## Is a steal really worth 9 points?

Theodore Vasiloudis writes:

I’d like to bring your attention to this article by Benjamin Morris discussing the value of steals for the NBA. The author argues that a steal should be a highly sought after statistic as it equates to higher chances of victory and is very hard to replace when a player is injured.

I would argue that the reason behind the correlations showing this data is the fact that steals are much more rare in an NBA game than any of the other stats examined so their contribution is exaggerated.

I looked at Morris’s article and it looks like he’s running a regression of players’ plus-minus statistics on points, rebounds, assists, blocks, steals and turnovers. He writes, “A marginal steal is weighted nine times more heavily when predicting a player’s impact than a marginal point. For example, a player who averages 16 points and two steals per game is predicted (assuming all else is equal) to have a similar impact on his team’s success as one who averages 25 points but only one steal. If these players were on different teams and were both injured at the same time, we would expect their teams to have similar decreases in performance (on average).”

I’m not quite sure what is being done, though, because plus-minus statistics have been well known for awhile (see here, for example, from 2007) but Morris does not use the term “plus-minus” nor does he connect to the literature on it, instead writing, “I [Morris] used this technique quite a bit throughout my treatise on Dennis Rodman, though it is actually better suited to broader analysis such as this.” So this suggests to me that, either I’m missing something or Morris is. I expect I’m the one who’s out of the loop here, so maybe some of you readers can help out.

From a statistical point of view, we have the usual challenge of distinguishing correlation from causation. I don’t think Morris is literally saying that the marginal benefit of a steal is 9 points. To calibrate, one might try to figure out the marginal benefit of a 2-point shot, which I’d think would be on average a bit less than 2 points because of the possibility of an offensive rebound. Or, for that matter, the marginal benefit of a rebound. But, for Morris’s goal of player evaluation, the causal effect is not what’s important. Rather, his finding is that teams have a better point differential when players with more steals are in the game. This seems like a reasonable enough regression to me, but at the same time I agree with Vasiloudis that the conclusions look odd. There’s not enough of a trail of bread crumbs for me to have confidence in the result. Which is not to say that I think it’s wrong, I just don’t quite know what to think of it.
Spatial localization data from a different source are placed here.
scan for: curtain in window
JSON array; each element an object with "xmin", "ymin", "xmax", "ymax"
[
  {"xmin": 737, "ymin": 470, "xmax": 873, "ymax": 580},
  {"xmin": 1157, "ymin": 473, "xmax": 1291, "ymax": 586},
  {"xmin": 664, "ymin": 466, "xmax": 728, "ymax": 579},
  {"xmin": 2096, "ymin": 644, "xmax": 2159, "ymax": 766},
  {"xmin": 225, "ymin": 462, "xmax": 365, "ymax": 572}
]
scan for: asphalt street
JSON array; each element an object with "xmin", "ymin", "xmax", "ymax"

P.S. Lots of good stuff from commenters who know a lot more about basketball than I do.

1. Protagoras says:

I thought the original discussion made it relatively clear; it’s not that a team would do best fielding all players who steal frequently and score few points, but that usually when you add someone who steals more and scores less, the rest of the team will pick up the slack on scoring. What makes players low or high scoring is often how likely they are to go for shots themselves as opposed to passing off to teammates. Thus, adding a low scoring (or removing a high scoring) player won’t actually have a huge impact on total scoring. On the other hand, if you remove the player who steals, the other players will not pick up the slack on stealing. That seems to be the point of the discussion of replaceability in the original article.

2. P says:

Critical to the 538 article’s point is the idea that ‘9 points’ isn’t actually 9 points on the scoreboard, it is nine points scored by a particular player. And 9 points scored by a particular player is less than 9 points on the scoreboard because (according to the article, and it makes sense), many of those points would be scored anyway by someone else on the court.
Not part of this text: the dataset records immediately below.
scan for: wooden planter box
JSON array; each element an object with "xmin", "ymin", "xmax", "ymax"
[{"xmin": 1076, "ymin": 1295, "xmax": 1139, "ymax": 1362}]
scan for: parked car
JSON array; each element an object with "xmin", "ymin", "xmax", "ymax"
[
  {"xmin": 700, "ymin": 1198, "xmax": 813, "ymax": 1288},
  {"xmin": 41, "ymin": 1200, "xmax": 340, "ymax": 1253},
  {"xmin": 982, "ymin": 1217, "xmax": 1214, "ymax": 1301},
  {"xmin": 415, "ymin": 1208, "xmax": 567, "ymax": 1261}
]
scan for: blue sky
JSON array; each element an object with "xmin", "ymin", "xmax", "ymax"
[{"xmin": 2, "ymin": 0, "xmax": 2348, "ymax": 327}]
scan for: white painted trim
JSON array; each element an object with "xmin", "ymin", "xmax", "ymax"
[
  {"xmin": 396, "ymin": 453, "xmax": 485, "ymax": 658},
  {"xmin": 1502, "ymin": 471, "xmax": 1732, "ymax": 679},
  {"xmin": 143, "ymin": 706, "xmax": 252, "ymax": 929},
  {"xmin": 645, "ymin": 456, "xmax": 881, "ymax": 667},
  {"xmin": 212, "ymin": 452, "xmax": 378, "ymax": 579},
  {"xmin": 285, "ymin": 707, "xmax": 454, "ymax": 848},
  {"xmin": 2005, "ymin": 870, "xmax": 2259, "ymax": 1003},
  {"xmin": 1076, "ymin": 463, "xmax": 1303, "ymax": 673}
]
The core idea is that a scorer who puts up 25 points a game is heavily taking advantage of opportunities the team creates and only adding some value of his own (worth much less than 9 points) while someone stealing the ball is (according to the article) creating an opportunity largely out of nothing and it is (according to the article) worth a roughly 2-3 point swing (1 point for the stolen opportunity for the other team and 1-2 points for the points scored off the steal, where (according to the article) steal-started possessions lead to points more often than other possessions).

Not sure the evidence backs all of this up, but the statement ‘a steal is worth nine points’ is actually a little subtler and more reasonable than the surface translation of ‘9 points vs a steal’ would suggest.

• Alex D says:

Yes, as you’ve stated here the claim is actually subtler than the statement “a steal is worth 9 points” seems at face value. This is made explicit in footnote 5:

“Because we’re particularly interested in how each stat compares with points scored, I’ve set the predictive value of a single marginal point as our unit of measure (that is, the predictive value of one point equals one, and something five times more predictive than a point is five, etc.).”
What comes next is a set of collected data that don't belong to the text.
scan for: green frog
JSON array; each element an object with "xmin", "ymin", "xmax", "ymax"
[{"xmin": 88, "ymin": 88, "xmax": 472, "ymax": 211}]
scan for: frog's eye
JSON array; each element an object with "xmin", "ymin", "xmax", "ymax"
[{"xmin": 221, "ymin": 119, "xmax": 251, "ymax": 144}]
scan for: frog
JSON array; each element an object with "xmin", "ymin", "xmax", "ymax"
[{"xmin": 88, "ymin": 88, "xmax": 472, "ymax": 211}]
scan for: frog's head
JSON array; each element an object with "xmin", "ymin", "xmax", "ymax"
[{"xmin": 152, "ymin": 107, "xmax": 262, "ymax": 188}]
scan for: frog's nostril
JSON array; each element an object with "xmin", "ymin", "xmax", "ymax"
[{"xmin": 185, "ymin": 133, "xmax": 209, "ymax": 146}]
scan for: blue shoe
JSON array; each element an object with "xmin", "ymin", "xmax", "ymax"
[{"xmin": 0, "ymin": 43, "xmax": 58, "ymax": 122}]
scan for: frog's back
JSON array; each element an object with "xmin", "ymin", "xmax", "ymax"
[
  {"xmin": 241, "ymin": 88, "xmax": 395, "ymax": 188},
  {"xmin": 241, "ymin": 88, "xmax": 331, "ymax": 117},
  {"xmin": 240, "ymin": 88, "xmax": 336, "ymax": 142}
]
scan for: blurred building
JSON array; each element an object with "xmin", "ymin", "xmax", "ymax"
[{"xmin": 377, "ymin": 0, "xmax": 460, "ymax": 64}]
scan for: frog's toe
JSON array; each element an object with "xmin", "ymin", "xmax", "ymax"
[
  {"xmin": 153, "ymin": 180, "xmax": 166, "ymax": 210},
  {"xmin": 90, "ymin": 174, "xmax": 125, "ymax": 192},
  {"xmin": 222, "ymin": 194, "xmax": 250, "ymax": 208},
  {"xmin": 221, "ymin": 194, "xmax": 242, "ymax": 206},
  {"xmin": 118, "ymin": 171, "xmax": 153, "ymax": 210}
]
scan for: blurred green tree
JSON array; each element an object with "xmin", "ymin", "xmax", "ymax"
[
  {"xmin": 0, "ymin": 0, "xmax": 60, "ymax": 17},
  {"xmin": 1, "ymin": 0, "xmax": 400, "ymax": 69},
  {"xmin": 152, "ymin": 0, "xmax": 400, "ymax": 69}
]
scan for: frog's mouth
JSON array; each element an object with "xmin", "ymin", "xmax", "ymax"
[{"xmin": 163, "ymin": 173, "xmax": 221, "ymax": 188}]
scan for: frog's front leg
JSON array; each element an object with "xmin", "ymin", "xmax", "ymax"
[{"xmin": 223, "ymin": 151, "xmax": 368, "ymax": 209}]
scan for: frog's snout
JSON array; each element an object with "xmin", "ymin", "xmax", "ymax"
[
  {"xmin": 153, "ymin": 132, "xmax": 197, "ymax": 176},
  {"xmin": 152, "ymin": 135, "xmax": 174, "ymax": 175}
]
The actual result is that the regression coefficient for a steal has 9 times the magnitude of the regression coefficient for a point scored in a regression predicting the final margin of victory/defeat. It’s disappointing that this wasn’t in the main body of the article.

Indeed, the most worrisome part of this article is not the actual analysis (although an actual assessment of, say, model fit and leverage would have been really nice) but the shoddy presentation of that analysis. In addition to burying the critical definition of the reported quantity of interest in a footnote, there’s no discussion of how this quantity would be used to actually generate a prediction (which would have helped mightily with interpreting the result), or how one should actually validate such a model by predicting held-out data so we wouldn’t have to take the author’s word for it. These notions of grounding your analysis by using prediction are supposedly key aspects of Silver’s data analysis philosophy, at least according to his book.

The presentation in the original 538 was so compelling because it focused so much on the process of generating and validating predictions for elections. It seems the new 538 is more concerned with headlines that incorporate a particular result as the “stat to remember” without as much thoughtful discussion of estimation or interpretation. The resulting “data journalism” isn’t strong on either the data analysis or journalistic fronts. Hopefully their editorial process will tighten up going forward.

3. Nate says:

2-point shot made: if the player does not score, someone else on the team may take the shot(s) that generated the score (still contributes to +/-).

Steal: generates a shot that would not otherwise be available to the team. Impact could even be understated, because the player himself may take that marginal shot after a steal (slight confound with own-points scored). Also consider that failed steal attempts could lead to shots for the other team…

4. jonathan says:

I started the article with hope (yesterday, when it came out) and grew sad as I realized it was mostly an elevation of a single case, the one year so far performance of Ricky Rubio and/or Kevin Love (over a 3 year (?) period where the team has lost more games than it won, with this year being closest to a winning record). We don’t, for example, see the effect of Rubio or some equivalent on a number of teams, a la Robert Horry or more famously perhaps Shane Battier.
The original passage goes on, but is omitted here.